La basilique Sainte-Marie-Majeure - 1500 ans de travaux, d'ajouts, de remaniements, de rénovation, de réfection...

 

Rome Monti Esquilino Sainte Marie Majeure

Derrière la basilique Sainte-Marie-Majeure est situé un des obélisques de Rome. Son origine est vague ; l'absence d'inscriptions hiéroglyphiques laisse supposer qu'il s'agirait d'une copie romaine. A l’origine, il était situé devant le mausolée d’Auguste au Champ-de-Mars et fut érigé à la place actuelle, en 1587, par Domenico Fontana à la demande du pape Sixte V. Son jumeau est positionné sur la place du Quirinal.

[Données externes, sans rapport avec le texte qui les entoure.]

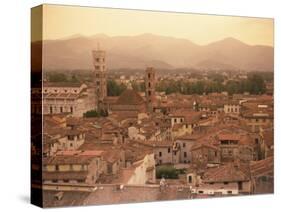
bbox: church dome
[116,89,145,105]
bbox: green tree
[156,166,179,179]
[83,109,108,118]
[246,74,266,94]
[107,80,126,96]
[83,110,99,117]
[48,73,68,82]
[70,74,79,83]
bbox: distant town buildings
[41,47,274,206]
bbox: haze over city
[32,5,273,46]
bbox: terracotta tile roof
[43,184,191,207]
[169,110,202,124]
[203,163,251,183]
[262,128,274,147]
[65,129,83,136]
[43,190,91,207]
[123,141,154,161]
[191,142,218,151]
[176,133,203,140]
[43,150,103,165]
[66,117,82,126]
[217,132,240,141]
[101,150,122,164]
[43,171,88,181]
[136,140,173,147]
[250,157,274,177]
[116,89,145,105]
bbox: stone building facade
[42,82,96,117]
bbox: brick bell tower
[145,67,156,112]
[92,46,107,108]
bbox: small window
[168,148,170,153]
[183,143,186,148]
[224,182,229,185]
[188,176,192,183]
[159,152,162,157]
[238,181,243,190]
[227,191,232,194]
[55,165,59,171]
[68,135,74,140]
[184,152,187,157]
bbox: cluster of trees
[47,72,79,83]
[107,80,127,96]
[107,80,145,96]
[156,165,186,179]
[131,81,145,92]
[156,74,266,95]
[83,109,108,118]
[46,71,269,96]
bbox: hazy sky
[37,4,273,46]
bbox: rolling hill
[35,33,273,71]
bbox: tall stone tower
[145,67,156,112]
[92,48,107,107]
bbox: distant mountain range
[34,33,274,71]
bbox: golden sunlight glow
[38,4,273,46]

Sainte-Marie-Majeure fut érigée après le concile d’Ephèse de 431 sous le pape Sixte III (432 / 440). Ce fut la première église romaine dédiée au culte de la divinité maternelle de Marie, sanctionné lors de ce concile. Dans la nuit du 4 au 5 août 356, la Vierge serait apparue en rêve au Pape Liberio et au riche patriarche romain Giovanni en précisant que le lieu où devait être construite son église serait enneigé ! Or, dans la nuit, à cet endroit, en plein été, il aurait miraculeusement neigé !

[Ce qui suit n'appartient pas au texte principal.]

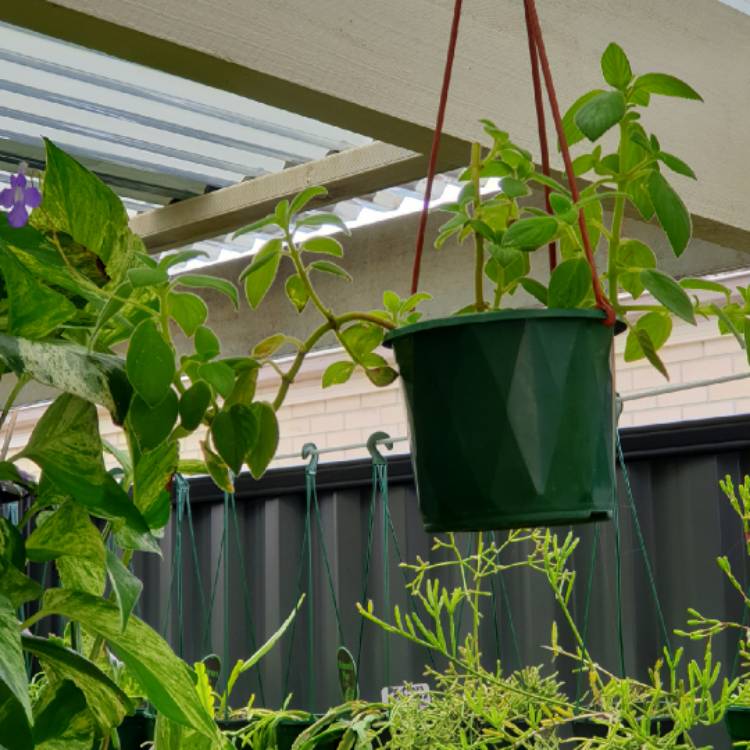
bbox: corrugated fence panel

Saint-Marie-Majeure est reliée d’un côté à La-Trinité-des-Monts par une longue ligne droite, tracée par Domenico Fontana, l’architecte de Sixte Quint, en 1593, et de l’autre à Saint-Jean-de-Latran par la via Merulana. Ce grand axe urbain est l’une des premières manifestations à Rome d’une nouvelle vision de la ville, issue de la Renaissance, dans laquelle la rue relie, selon des axes de grandes perspectives, les principaux monuments de la ville. Dans le cas présent, cet axe associe deux basiliques et une église, objets de pèlerinages, et il est matérialisé par trois obélisques à chacun de ses points-clefs. Outre ses objectifs de liaison entre des lieux saints pour en faciliter l’accès, Sixte V manifestait également son pouvoir sur la ville dans des quartiers peu construits[1]. Peut-être souhaitait-il participer aussi à un peuplement de la colline car la malaria sévissait au cœur de Rome ?

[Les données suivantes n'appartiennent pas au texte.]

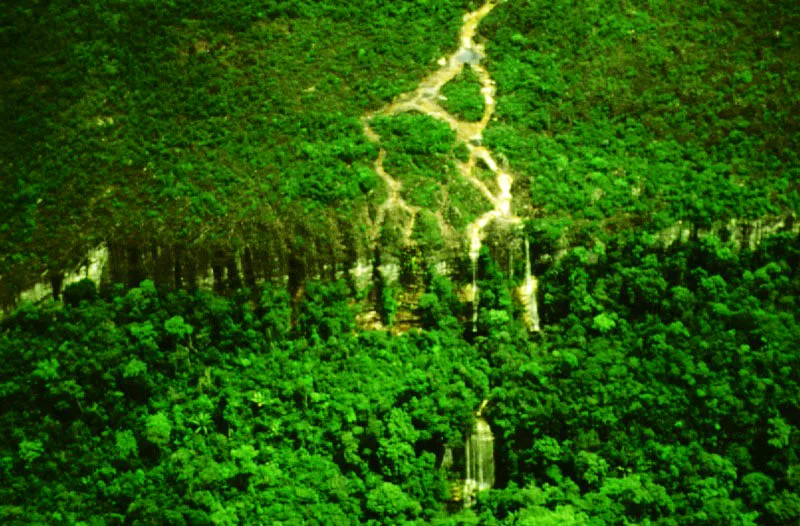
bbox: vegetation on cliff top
[2,0,798,279]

Sainte-Marie-Majeure fut remaniée à de très nombreuses reprises, agrandie au XIIe, flanquée d’un clocher au XIIIe (le plus haut de Rome), entourée de palais, le tout ceinturé et habillé aux XVIIe et XVIIIe siècle. Les dernières modifications datent de la fin du XIX!

« Cette façade construite sur les dessins de l’architecte Fuga porte le caractère douteux de l’architecture de cette époque, qui n’était ni grecque, ni romaine, ni gothique, et affectait un certain décor grandiose, qui ne parvint pas à cacher l’absence de la pensée sous l’éclat de l’exécution : comme si la forme extérieure du christianisme avait dû suivre la décadence de sa discipline intérieure »[2].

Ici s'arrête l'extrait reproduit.